S’interroger sur l’utilité des dépenses supprimées.
Les dépenses publiques représentent la moitié du PIB. Si elles n’augmentent plus, les dépenses privées devraient augmenter de 4% l’an, pour retrouver une croissance satisfaisante, disons de 2% l’an. Est-ce concevable ? Surtout, les dépenses publiques sont foncièrement utiles. Le gouvernement précédent a déjà essayé de les réduire au maximum avec la révision générale des politiques publiques (RGPP). Il est difficile de continuer indéfiniment ; il est dangereux de s’engager à réduire de 70 milliards les dépenses publiques comme le fait le gouvernement actuel, sans s’interroger sur l’utilité des dépenses supprimées. Par exemple, la France a besoin d’un certain niveau de dépenses militaires si elle veut pouvoir jouer un rôle important à l’échelle mondiale. Les soldats que l’on envoie au Mali doivent avoir un équipement satisfaisant. Les jeunes enfants ont besoin de plus de crèches, pour que toutes les mères qui le souhaitent puissent travailler à plein temps. Il faudrait augmenter nettement les allocations familiales, si on veut faire échapper tous les enfants à la pauvreté. On aura besoin de plus de prestations vieillesse si on veut garantir aux jeunes qu’ils pourront partir à la retraite à un âge satisfaisant. Le débat sur les rythmes scolaires l’illustre aussi ; les parents veulent pour leurs enfants des activités périscolaires de qualité ; ceci demande d’employer des animateurs bien formés ; là encore, il faut plus de dépenses publiques.Les Français sont attachés à leur commune, leur département, leur région ; ils refusent des fusions autoritaires qui, sous prétexte d’économies, diminueraient les services publics de proximité.

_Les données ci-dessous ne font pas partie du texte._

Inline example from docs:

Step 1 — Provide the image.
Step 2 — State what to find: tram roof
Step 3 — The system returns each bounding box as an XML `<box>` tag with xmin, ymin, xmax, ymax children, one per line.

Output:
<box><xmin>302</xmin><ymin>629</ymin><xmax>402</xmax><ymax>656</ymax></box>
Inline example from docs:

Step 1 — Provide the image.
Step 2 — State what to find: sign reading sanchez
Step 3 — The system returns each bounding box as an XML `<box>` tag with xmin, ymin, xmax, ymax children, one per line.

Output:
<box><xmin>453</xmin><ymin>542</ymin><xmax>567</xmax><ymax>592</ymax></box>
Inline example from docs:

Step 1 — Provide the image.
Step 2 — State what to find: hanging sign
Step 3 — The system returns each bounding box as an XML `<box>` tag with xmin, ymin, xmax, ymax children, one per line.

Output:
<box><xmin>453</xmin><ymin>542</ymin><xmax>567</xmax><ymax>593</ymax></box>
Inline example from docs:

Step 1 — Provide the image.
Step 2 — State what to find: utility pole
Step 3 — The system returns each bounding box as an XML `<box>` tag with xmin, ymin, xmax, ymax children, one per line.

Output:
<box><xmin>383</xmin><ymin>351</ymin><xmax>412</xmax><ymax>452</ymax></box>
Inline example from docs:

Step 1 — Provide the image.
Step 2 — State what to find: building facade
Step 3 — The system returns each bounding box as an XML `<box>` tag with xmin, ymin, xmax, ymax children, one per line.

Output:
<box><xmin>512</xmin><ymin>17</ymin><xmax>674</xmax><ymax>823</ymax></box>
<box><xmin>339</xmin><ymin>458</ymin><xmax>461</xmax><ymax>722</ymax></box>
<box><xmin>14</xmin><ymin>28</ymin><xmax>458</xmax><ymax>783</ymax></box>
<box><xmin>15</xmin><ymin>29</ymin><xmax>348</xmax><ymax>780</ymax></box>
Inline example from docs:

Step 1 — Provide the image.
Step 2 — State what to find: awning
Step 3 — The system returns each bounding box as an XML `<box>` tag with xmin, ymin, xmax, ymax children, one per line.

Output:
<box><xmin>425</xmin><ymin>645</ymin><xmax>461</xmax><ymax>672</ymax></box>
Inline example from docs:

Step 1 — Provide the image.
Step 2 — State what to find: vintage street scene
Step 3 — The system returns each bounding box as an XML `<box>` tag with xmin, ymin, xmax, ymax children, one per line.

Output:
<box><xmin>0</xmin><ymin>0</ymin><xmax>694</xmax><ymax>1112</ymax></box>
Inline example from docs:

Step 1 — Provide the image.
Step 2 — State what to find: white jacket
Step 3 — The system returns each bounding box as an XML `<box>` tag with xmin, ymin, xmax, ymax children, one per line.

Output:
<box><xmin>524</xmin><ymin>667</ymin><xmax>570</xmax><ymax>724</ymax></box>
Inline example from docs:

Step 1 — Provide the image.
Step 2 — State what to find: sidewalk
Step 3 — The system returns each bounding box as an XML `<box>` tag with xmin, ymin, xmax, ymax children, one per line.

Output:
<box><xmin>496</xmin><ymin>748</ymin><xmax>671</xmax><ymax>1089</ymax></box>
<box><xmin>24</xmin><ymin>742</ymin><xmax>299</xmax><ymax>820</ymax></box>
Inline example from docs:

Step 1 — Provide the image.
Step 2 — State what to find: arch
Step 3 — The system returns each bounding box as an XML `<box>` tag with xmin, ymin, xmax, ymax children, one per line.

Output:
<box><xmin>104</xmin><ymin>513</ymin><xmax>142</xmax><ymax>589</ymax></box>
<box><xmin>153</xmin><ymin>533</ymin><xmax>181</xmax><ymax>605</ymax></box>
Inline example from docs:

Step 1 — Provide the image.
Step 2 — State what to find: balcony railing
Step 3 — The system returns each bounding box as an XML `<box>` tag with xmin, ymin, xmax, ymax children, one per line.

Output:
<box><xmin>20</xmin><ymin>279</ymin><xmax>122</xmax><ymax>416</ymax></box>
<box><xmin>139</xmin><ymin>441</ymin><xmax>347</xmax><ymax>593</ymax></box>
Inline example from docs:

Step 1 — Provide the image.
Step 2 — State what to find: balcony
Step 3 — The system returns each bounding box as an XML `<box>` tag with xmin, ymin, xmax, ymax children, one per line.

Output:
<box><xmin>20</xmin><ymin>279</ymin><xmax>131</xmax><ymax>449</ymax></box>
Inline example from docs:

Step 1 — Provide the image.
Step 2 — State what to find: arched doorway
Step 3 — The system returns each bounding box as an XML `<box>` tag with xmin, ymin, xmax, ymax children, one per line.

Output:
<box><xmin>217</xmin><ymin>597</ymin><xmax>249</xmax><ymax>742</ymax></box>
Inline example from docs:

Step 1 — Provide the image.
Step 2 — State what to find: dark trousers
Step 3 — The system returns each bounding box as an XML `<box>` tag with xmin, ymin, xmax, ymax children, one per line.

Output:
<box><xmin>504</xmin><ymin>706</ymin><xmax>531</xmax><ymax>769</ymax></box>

La transition écologique suppose, elle aussi, des dépenses publiques : rénovation urbaine, transport collectif, aide aux travaux d’économies d’énergie.Mais, en situation de chômage de masse, ces dépenses publiques ne se font pas au détriment des dépenses privées ; au contraire… 
L’austérité a brisé la reprise de la croissance
121115-euro-manifestationCertes, on peut toujours trouver des exemples de gaspillages dans les dépenses publiques. Mais n’en trouve-t-on pas plus encore dans certaines dépenses privées, dans les dépenses publicitaires, dans les salaires ridiculement élevés des banquiers et opérateurs de marchés, des cadres dirigeants, dans les dividendes excessifs que versent les grandes sociétés ? Si les dépenses publiques représentent aujourd’hui 57% du PIB contre 52% en 2007, ce n’est pas qu’elles aient explosé depuis cinq ans (leur croissance, en volume, n’a été que de 1,4% l’an), c’est que le PIB lui n’a pas progressé, qu’il est en 2013 au même niveau qu’en 2007. C’est qu’après la crise (causée par la finance, pas par les dépenses publiques), les politiques d’austérité ont brisé la reprise de croissance en 2012. Le gouvernement doit-il se donner comme objectif de prolonger l’austérité pendant quatre ans encore ? Ne nous y trompons pas : une austérité par la baisse des dépenses publiques serait encore plus pénible économiquement et socialement que l’austérité par la hausse des impôts.